Les services de l’Etat rappellent en effet que les animaux peuvent être porteurs d’une toxine dangereuse pour les humains, la ciguatoxine. Régulièrement, des villageois de l’île voisine de Madagascar sont gravement intoxiqués, voire meurent, après avoir consommé des requins. Ce fut le cas en 2013 (neuf morts) et en 2020 (un mort). Or, le requin-tigre est une espèce migratoire qui peut parcourir les quelque 700 kilomètres séparant La Réunion de la Grande Ile. L’Agence nationale de sécurité sanitaire de l’alimentation (Anses) en a conclu qu’il n’était «pas possible d’exclure le risque que les requins-tigres et bouledogues pêchés à La Réunion puissent être contaminés par des ciguatoxines». D’où le principe de précaution retenu par les services de l’Etat.
«Ça se mange bien !»
L’argument fait bondir Jean-François Nativel, conseiller départemental, adapte de pêche sous-marine et de bodyboard. «Nulle part au monde, à part Mayotte et La Réunion, ce prétendu risque est brandi par les autorités», tempête l’ardent défenseur des surfeurs. Il est vrai que les prélèvements de l’Anses sur 24 échantillons de chair de requins pêchés à La Réunion entre 2012 et 2013 n’avaient «pas montré la présence de toxines de type ciguatoxines au-delà de la limite de détection». De son côté, Yves Boutron, de l’association Elio Canestri, rappelle que «jamais un Réunionnais n’est mort après avoir mangé du requin». De fait, de nombreux habitants consomment aujourd’hui encore des squales.
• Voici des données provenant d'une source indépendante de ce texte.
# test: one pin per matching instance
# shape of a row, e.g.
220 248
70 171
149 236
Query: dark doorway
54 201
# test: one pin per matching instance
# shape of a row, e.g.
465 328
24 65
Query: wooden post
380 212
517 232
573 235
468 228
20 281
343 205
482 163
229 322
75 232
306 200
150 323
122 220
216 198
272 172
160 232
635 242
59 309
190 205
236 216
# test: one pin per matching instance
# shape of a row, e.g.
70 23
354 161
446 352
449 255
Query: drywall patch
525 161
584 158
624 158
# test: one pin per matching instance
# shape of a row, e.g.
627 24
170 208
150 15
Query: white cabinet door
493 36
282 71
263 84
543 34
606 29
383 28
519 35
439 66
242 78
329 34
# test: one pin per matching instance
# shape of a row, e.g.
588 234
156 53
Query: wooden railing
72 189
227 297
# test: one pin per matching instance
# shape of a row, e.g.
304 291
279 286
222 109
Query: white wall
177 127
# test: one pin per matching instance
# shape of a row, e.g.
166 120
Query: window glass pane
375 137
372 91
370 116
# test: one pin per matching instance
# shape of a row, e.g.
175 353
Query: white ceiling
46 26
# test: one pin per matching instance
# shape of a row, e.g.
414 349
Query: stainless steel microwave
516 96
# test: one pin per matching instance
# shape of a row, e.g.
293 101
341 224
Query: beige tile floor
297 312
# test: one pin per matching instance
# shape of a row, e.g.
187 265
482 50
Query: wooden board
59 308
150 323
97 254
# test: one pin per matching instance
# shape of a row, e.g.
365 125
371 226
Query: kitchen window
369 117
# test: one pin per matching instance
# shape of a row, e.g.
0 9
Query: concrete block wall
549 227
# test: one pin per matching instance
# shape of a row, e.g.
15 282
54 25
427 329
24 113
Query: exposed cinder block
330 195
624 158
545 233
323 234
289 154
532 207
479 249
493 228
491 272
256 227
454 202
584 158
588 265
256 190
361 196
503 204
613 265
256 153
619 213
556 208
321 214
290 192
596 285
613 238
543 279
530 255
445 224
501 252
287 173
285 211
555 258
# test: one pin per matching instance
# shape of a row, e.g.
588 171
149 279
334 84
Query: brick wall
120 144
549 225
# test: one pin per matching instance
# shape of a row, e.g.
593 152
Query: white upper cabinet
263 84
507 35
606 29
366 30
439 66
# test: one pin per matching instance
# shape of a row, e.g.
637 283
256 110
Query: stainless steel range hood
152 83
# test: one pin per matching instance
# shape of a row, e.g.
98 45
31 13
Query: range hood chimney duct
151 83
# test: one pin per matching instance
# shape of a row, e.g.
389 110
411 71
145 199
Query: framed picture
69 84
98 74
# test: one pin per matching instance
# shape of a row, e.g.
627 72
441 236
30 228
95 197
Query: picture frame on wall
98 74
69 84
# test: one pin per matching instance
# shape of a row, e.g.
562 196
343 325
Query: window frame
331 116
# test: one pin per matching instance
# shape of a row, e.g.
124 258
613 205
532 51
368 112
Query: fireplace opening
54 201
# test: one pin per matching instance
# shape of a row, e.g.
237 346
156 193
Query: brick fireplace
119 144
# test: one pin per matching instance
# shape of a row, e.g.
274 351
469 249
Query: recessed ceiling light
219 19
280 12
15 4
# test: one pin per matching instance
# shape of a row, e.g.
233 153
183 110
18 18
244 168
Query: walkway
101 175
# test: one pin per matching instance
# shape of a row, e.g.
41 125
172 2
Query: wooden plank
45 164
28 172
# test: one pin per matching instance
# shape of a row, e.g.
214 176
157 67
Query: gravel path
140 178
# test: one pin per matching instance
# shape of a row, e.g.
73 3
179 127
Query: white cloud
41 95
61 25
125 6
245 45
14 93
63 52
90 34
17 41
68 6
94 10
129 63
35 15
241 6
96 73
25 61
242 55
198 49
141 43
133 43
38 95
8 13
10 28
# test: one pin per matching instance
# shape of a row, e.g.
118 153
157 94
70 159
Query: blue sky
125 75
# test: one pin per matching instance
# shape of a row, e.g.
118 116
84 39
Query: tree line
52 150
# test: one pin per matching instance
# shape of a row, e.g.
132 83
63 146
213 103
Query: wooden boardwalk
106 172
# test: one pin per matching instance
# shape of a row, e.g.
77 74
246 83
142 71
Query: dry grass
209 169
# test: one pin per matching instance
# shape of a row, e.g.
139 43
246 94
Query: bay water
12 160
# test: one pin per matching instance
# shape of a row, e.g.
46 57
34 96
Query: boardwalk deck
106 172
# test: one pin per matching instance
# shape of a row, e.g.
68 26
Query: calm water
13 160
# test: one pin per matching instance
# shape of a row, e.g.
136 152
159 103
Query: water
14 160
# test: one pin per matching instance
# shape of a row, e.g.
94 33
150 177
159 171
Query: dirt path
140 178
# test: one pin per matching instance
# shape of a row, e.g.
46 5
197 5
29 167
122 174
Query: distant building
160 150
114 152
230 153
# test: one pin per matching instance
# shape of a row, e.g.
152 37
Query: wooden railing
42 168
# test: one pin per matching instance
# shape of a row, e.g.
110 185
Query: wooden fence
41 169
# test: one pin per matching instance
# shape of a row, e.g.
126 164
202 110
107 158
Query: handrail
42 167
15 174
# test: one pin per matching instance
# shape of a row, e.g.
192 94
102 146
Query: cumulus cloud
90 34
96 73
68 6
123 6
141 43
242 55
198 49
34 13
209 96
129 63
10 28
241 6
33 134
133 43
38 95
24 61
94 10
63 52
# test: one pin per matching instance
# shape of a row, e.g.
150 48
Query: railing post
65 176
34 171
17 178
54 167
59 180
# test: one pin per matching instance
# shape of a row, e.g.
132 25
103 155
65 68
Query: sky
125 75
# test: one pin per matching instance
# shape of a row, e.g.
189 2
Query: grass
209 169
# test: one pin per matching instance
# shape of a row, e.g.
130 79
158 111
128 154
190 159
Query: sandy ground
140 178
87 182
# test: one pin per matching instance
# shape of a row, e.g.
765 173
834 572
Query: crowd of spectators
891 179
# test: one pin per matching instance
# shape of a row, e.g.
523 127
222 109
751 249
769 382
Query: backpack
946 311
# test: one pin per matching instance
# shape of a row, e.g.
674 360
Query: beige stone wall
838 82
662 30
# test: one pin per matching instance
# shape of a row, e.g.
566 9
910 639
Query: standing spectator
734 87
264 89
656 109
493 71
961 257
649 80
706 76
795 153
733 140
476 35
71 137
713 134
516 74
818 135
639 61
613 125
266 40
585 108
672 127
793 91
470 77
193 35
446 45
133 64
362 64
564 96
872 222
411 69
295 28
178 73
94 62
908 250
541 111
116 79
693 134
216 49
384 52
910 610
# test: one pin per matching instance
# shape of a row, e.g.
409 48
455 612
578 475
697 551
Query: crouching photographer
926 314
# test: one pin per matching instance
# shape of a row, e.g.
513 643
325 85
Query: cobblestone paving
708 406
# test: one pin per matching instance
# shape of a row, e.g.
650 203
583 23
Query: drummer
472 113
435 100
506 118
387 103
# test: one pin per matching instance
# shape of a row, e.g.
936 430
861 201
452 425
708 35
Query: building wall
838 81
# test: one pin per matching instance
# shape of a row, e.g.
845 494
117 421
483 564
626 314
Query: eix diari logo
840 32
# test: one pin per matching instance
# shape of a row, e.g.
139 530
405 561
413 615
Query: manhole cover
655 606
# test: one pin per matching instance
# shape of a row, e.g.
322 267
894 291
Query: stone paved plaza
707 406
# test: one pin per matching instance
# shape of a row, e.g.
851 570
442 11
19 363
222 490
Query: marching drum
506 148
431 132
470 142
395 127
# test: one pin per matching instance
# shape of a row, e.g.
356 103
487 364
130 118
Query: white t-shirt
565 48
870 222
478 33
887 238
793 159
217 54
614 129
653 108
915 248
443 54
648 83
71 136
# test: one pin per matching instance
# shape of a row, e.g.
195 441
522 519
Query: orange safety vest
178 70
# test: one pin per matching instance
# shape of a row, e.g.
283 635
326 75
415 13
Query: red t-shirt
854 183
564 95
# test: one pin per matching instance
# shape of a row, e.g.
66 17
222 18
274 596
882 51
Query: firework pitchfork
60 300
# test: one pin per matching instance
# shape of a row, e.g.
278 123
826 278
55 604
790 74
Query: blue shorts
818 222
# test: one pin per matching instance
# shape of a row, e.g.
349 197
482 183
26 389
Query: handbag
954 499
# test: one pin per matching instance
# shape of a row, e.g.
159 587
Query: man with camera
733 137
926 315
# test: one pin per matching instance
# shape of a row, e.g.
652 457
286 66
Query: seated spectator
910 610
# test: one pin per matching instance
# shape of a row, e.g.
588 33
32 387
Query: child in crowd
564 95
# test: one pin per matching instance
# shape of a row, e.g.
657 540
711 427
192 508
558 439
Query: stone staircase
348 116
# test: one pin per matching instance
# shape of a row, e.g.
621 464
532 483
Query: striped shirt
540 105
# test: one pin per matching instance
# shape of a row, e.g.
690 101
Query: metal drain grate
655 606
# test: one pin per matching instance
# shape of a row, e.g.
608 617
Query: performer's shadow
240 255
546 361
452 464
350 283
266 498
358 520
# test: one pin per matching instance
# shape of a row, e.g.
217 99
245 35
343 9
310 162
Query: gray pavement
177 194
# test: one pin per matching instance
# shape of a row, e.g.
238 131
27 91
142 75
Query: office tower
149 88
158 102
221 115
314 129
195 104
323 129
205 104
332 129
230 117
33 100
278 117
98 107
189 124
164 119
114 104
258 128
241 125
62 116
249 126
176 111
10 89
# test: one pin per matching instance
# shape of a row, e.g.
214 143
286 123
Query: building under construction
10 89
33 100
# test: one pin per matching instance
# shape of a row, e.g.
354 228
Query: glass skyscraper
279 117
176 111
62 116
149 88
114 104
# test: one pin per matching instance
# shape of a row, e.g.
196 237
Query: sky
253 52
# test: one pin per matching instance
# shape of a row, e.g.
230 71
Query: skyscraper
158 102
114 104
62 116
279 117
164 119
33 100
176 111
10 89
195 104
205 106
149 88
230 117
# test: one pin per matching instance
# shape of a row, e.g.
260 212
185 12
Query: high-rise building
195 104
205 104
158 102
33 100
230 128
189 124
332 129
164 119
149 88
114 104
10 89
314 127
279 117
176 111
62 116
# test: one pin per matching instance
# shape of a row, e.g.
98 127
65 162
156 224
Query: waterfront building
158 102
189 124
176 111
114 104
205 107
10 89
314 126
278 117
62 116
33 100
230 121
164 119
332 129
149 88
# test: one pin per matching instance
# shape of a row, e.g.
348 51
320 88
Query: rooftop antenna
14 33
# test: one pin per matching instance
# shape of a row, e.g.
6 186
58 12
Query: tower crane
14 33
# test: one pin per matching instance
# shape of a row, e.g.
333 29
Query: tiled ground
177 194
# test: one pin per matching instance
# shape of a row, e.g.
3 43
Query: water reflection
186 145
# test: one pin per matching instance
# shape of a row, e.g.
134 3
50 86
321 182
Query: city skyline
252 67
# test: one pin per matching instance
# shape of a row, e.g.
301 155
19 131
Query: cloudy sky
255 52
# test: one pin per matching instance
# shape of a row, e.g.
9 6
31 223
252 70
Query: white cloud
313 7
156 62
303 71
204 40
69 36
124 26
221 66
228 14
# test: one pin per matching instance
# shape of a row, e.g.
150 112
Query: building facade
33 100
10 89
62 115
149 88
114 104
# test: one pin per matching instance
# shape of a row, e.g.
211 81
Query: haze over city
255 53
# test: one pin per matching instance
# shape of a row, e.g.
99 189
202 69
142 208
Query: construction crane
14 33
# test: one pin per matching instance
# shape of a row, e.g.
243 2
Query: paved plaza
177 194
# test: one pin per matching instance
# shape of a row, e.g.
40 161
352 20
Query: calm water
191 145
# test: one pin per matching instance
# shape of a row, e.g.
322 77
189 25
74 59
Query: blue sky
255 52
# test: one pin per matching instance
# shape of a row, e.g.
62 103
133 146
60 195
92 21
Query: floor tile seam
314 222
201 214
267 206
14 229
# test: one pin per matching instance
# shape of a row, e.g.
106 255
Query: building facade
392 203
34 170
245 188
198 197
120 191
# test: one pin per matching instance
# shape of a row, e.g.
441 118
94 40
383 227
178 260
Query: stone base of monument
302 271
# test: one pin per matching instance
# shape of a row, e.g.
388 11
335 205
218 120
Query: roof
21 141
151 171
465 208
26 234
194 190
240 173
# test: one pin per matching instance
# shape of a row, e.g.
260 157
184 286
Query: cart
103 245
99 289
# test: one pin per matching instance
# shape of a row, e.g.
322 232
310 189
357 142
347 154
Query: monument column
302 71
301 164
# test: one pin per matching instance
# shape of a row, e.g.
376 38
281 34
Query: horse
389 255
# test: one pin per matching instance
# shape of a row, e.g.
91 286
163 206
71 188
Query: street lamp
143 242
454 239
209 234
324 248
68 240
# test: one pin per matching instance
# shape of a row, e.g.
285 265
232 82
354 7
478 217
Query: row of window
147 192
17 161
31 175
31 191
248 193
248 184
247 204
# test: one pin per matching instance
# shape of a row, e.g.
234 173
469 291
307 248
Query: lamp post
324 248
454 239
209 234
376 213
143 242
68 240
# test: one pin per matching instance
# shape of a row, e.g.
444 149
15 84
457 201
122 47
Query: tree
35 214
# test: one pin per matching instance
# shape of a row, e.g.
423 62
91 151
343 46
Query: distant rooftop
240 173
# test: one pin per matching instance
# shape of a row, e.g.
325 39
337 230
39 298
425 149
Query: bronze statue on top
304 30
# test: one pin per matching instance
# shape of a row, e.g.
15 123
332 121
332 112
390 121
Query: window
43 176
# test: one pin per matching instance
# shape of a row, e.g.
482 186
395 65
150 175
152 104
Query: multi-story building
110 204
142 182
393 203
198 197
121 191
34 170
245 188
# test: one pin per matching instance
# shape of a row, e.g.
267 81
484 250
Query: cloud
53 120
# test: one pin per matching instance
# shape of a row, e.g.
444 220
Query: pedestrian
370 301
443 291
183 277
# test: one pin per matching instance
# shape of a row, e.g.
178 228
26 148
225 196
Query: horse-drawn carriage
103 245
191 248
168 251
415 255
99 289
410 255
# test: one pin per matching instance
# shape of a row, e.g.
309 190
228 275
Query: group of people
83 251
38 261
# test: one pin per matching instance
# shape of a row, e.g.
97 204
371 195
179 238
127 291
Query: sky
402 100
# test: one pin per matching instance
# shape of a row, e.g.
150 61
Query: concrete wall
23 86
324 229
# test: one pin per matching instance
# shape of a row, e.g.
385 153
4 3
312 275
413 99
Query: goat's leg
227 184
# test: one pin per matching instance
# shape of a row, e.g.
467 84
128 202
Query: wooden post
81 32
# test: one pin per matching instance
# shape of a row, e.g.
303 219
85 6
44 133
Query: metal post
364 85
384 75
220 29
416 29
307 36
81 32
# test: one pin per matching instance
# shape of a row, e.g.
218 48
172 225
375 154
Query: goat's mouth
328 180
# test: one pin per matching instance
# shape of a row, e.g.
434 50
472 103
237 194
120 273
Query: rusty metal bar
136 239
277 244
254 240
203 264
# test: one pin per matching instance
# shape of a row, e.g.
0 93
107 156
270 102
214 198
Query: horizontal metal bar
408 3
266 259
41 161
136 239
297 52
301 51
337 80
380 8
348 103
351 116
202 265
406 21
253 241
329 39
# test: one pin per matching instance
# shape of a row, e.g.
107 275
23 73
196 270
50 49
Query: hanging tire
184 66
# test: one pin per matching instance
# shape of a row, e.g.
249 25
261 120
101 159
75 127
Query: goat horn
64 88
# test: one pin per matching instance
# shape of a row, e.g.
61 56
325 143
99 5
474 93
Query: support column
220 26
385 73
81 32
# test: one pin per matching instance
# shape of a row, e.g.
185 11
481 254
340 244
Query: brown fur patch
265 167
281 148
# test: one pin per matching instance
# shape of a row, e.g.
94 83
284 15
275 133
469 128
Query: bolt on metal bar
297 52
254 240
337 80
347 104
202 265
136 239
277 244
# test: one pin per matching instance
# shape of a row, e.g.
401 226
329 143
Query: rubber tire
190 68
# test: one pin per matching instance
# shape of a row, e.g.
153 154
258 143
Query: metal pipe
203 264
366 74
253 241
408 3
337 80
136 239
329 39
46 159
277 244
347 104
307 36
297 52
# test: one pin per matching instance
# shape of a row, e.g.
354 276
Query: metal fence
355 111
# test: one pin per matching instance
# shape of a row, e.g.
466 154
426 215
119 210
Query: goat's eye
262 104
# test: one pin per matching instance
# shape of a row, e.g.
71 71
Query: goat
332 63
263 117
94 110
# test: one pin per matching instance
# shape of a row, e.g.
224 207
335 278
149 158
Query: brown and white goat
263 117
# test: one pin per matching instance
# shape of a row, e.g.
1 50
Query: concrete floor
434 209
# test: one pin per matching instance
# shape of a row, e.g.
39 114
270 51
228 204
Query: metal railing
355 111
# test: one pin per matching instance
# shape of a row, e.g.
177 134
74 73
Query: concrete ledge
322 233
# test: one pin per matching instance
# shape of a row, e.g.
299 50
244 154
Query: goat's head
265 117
Depuis la grève en galets de Champ-Borne, dans le nord-est de l’île, Stéphane jette sa ligne, «câblée» pour éviter que les requins-bouledogues ne la coupent, appâtée avec des poissons vivants, en l’occurrence «du tilapia, du ti jaune ou de la bonite». Le passionné prépare les requins «à toutes les sauces», après les avoir saignés pour diminuer le goût d’ammoniac présent dans le sang de l’animal. «En cari, en shop suey, au four, ça se mange bien !» se régale le Réunionnais, qui n’enfreint aucune loi puisque seule la commercialisation est interdite. Il est applaudi par Jean-François Nativel, qui estime que les petits pêcheurs participent à leur échelle à la régulation de la population des squales.
Didier Dérand, la cheville ouvrière de l’association écologiste Vagues, se dit «scandalisé» par cette pratique : «Ils veulent qu’on pêche des requins pour protéger les surfeurs, mais ils demandent qu’on commercialise la chair, au risque de mettre en danger toute la population !» L’activiste, bête noire des surfeurs, sera aux côtés de la préfecture, le matin du 9 octobre, tout comme Sea Shepherd et Le Taille-Vent, une autre association de défense des requins, pour défendre l’interdiction de toute commercialisation.